Au quartier général de l'Union des producteurs agricoles à Longueuil, le président Marcel Groleau a salué cette « pause » pendant la campagne qui, à ses yeux, envoie un signal clair que tout compromis à la gestion de l'offre serait inacceptable pour le Québec.

« On vit un moment historique. On le sait, avec un gouvernement américain qui est très agressif, on a besoin pour faire le poids d'être tous ensemble, de se serrer les coudes et d'être capable envoyer un message clair à l'équipe de M. Trudeau aux négociateurs », a-t-il lancé en conférence de presse aux côtés de Philippe Couillard (PLQ), Jean-François Lisée (PQ), Manon Massé (QS), Ghislain Gervais, président de la Coop fédérée, et la caquiste Sylvie D'Amours. Le chef de la CAQ, François Legault, était absent. Il était en campagne à Saguenay et a eu une conférence téléphonique avec M. Groleau un peu plus tôt. 
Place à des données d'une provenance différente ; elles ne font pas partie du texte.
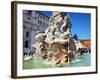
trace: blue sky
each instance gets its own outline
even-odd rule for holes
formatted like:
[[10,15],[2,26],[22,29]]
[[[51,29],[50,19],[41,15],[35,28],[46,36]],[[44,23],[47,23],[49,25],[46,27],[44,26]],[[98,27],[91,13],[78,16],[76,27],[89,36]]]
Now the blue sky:
[[[51,16],[52,12],[43,11],[47,16]],[[72,21],[72,35],[77,34],[79,39],[90,39],[91,37],[91,14],[89,13],[73,13],[68,12]]]

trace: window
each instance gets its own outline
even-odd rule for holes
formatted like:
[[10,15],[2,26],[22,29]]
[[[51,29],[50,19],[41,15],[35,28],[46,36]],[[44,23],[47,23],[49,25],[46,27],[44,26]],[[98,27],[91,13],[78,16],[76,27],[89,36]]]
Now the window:
[[29,37],[29,32],[28,32],[28,31],[26,32],[26,37],[27,37],[27,38]]
[[28,48],[28,40],[25,41],[25,48]]

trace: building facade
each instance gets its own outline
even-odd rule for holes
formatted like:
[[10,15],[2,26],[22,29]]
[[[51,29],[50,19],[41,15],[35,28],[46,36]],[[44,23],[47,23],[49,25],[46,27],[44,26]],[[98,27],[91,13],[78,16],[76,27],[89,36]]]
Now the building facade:
[[48,27],[49,17],[40,11],[23,10],[23,53],[29,53],[36,43],[37,32]]

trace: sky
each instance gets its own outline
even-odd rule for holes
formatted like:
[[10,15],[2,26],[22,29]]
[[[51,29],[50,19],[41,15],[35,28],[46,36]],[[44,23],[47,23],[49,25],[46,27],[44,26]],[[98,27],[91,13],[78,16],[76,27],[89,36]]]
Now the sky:
[[[42,11],[47,16],[52,16],[51,11]],[[68,12],[72,21],[71,33],[77,34],[79,39],[91,38],[91,14]]]

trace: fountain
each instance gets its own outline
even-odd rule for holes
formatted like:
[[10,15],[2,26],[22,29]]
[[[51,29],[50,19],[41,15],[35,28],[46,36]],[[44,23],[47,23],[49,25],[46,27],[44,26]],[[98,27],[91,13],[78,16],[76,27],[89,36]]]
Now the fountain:
[[71,33],[72,22],[65,12],[53,12],[49,26],[45,32],[36,34],[35,56],[37,59],[47,59],[56,66],[70,63],[79,56],[79,48],[83,46]]

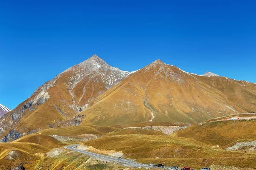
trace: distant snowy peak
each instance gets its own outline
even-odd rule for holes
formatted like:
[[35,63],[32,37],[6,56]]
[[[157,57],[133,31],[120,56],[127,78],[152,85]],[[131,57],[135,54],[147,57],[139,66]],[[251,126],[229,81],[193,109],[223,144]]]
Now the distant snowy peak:
[[92,57],[90,57],[89,59],[84,61],[95,61],[97,63],[98,63],[100,65],[102,65],[104,64],[106,64],[106,62],[104,61],[102,59],[99,58],[97,55],[94,54],[93,55]]
[[219,76],[218,74],[215,74],[214,73],[211,73],[211,72],[209,72],[209,71],[207,72],[206,73],[205,73],[205,74],[203,74],[203,76],[209,76],[209,77],[214,76],[218,76],[218,77],[219,77],[220,76]]
[[12,111],[11,109],[0,104],[0,117],[3,116],[6,113],[11,111]]

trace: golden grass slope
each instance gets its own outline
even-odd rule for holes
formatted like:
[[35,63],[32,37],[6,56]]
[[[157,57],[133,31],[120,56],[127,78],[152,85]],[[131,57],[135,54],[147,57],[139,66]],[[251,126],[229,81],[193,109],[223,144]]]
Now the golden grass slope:
[[193,168],[212,164],[256,168],[256,155],[216,149],[191,139],[175,136],[122,135],[105,136],[84,143],[98,149],[122,151],[125,158],[142,163]]
[[38,133],[46,135],[56,135],[63,136],[78,136],[84,134],[104,135],[109,132],[119,129],[119,128],[107,126],[78,125],[47,129],[42,130]]
[[177,133],[190,138],[225,148],[237,142],[256,140],[256,120],[230,120],[195,124]]
[[256,85],[195,75],[157,60],[90,105],[82,112],[86,115],[84,125],[131,125],[148,122],[153,116],[155,122],[192,124],[256,111]]
[[[99,68],[95,68],[99,65]],[[106,77],[116,76],[115,82],[111,82],[113,85],[128,74],[118,74],[120,71],[111,69],[96,55],[65,71],[0,119],[0,139],[10,133],[10,128],[22,136],[32,131],[58,127],[111,87],[103,81]]]

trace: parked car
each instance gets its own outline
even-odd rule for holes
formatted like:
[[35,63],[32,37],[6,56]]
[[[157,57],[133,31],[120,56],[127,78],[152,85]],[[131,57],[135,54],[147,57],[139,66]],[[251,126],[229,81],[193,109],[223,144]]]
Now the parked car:
[[179,169],[179,167],[172,167],[171,168],[171,170],[178,170]]
[[155,167],[156,165],[153,164],[153,163],[151,163],[151,164],[149,164],[149,166],[151,167]]
[[189,167],[184,167],[183,168],[181,169],[181,170],[190,170],[190,168]]
[[157,167],[164,167],[164,165],[163,165],[162,164],[157,164],[157,165],[156,165]]

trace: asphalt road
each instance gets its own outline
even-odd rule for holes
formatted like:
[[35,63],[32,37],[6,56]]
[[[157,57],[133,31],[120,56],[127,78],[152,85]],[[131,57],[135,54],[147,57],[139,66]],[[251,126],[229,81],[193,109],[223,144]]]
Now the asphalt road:
[[[128,161],[126,160],[123,160],[123,159],[118,159],[117,158],[113,158],[112,157],[105,156],[105,155],[100,155],[95,153],[93,153],[90,152],[86,151],[84,150],[80,150],[79,149],[77,149],[75,148],[75,147],[76,147],[79,146],[79,144],[74,144],[73,145],[67,146],[65,147],[65,148],[69,149],[71,150],[73,150],[76,152],[80,152],[82,153],[86,154],[87,155],[90,155],[90,156],[95,157],[98,158],[99,159],[102,159],[104,160],[110,161],[115,161],[116,162],[120,162],[122,164],[126,164],[131,166],[132,167],[152,167],[150,166],[149,165],[147,164],[141,164],[140,163],[135,162],[132,161]],[[169,169],[167,167],[165,167],[164,168],[162,169]]]

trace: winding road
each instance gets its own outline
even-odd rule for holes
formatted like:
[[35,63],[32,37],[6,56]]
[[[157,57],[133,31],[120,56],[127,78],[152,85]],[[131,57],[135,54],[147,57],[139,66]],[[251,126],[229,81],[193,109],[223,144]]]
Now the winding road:
[[[90,152],[86,151],[85,150],[80,150],[75,148],[75,147],[78,146],[79,144],[74,144],[73,145],[67,146],[64,147],[66,149],[69,149],[70,150],[73,150],[76,152],[80,152],[82,153],[86,154],[87,155],[90,155],[90,156],[104,159],[110,161],[114,161],[116,162],[118,162],[124,164],[126,164],[132,167],[152,167],[147,164],[141,164],[140,163],[130,161],[128,161],[126,160],[123,159],[118,159],[117,158],[113,158],[110,156],[105,156],[105,155],[100,155],[95,153],[93,153]],[[162,168],[164,169],[164,168]],[[164,169],[169,169],[168,168],[165,167]]]

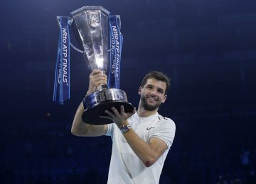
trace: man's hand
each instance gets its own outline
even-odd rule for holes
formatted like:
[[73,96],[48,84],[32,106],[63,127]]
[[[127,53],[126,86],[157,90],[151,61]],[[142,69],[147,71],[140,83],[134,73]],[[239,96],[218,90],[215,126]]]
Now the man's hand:
[[124,105],[121,105],[120,113],[119,113],[118,110],[114,107],[111,108],[111,110],[112,112],[107,110],[105,111],[105,113],[109,115],[101,117],[112,120],[115,124],[117,124],[117,127],[119,127],[123,125],[128,125],[129,123],[127,122],[127,119],[136,113],[136,108],[134,108],[132,113],[126,113],[124,112]]
[[107,76],[100,69],[95,69],[90,74],[90,83],[87,94],[95,92],[97,87],[107,84]]

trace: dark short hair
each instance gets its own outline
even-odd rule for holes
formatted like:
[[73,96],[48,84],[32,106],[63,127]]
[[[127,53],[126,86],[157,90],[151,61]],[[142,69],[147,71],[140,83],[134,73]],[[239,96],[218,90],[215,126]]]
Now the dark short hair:
[[171,84],[171,79],[167,75],[166,75],[165,74],[161,71],[150,71],[142,79],[142,88],[146,84],[147,80],[150,79],[155,79],[158,81],[165,82],[166,84],[166,89],[165,91],[164,94],[167,94]]

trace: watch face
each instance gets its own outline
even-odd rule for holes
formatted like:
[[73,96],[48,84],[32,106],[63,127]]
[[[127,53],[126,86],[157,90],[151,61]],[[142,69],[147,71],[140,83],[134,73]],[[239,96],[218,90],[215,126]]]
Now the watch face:
[[127,126],[124,126],[124,129],[123,129],[123,131],[124,132],[127,132],[128,131],[128,127],[127,127]]
[[120,130],[122,133],[124,133],[124,132],[128,132],[128,130],[130,129],[130,127],[131,127],[130,125],[124,125],[120,128]]

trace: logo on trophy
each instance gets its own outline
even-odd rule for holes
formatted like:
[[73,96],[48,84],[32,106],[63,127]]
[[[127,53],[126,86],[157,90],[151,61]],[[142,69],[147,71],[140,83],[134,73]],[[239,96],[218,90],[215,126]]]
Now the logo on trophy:
[[[70,98],[69,57],[70,45],[83,54],[86,62],[93,69],[100,69],[108,75],[107,85],[87,95],[83,100],[84,122],[92,125],[112,123],[110,119],[100,117],[112,107],[126,113],[132,112],[133,105],[127,101],[125,92],[119,89],[121,52],[123,37],[120,32],[121,21],[118,15],[101,6],[84,6],[70,13],[72,18],[57,17],[60,25],[53,100],[60,104]],[[71,25],[80,49],[70,42],[69,25]]]

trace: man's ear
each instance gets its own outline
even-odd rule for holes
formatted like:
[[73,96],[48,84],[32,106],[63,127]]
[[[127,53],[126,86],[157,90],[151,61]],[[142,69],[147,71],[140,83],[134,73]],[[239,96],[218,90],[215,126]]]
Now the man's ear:
[[142,94],[142,87],[140,86],[140,87],[139,88],[139,91],[138,91],[139,95],[141,95],[141,94]]
[[164,103],[165,100],[166,100],[166,98],[167,98],[167,95],[164,95],[164,96],[163,100],[162,100],[162,103]]

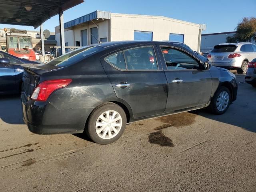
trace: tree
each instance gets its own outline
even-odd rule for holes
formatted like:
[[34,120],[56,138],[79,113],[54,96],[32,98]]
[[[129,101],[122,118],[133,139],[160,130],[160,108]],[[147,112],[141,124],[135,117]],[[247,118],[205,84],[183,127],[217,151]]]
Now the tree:
[[256,41],[256,18],[244,17],[236,28],[236,34],[226,38],[227,43]]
« Je crois qu'on a tous considéré, ceux ici présents, essentiel d'être ici aujourd'hui », a déclaré le premier ministre Couillard, décochant une flèche à son adversaire caquiste. Le chef libéral avait annoncé publiquement tard hier soir sa présence, lui qui avait déclaré plus tôt dans la campagne qu'il ne voyait pas d'intérêt à faire un « événement commun » avec les autres chefs au sujet de la gestion de l'offre comme le proposait Jean-François Lisée.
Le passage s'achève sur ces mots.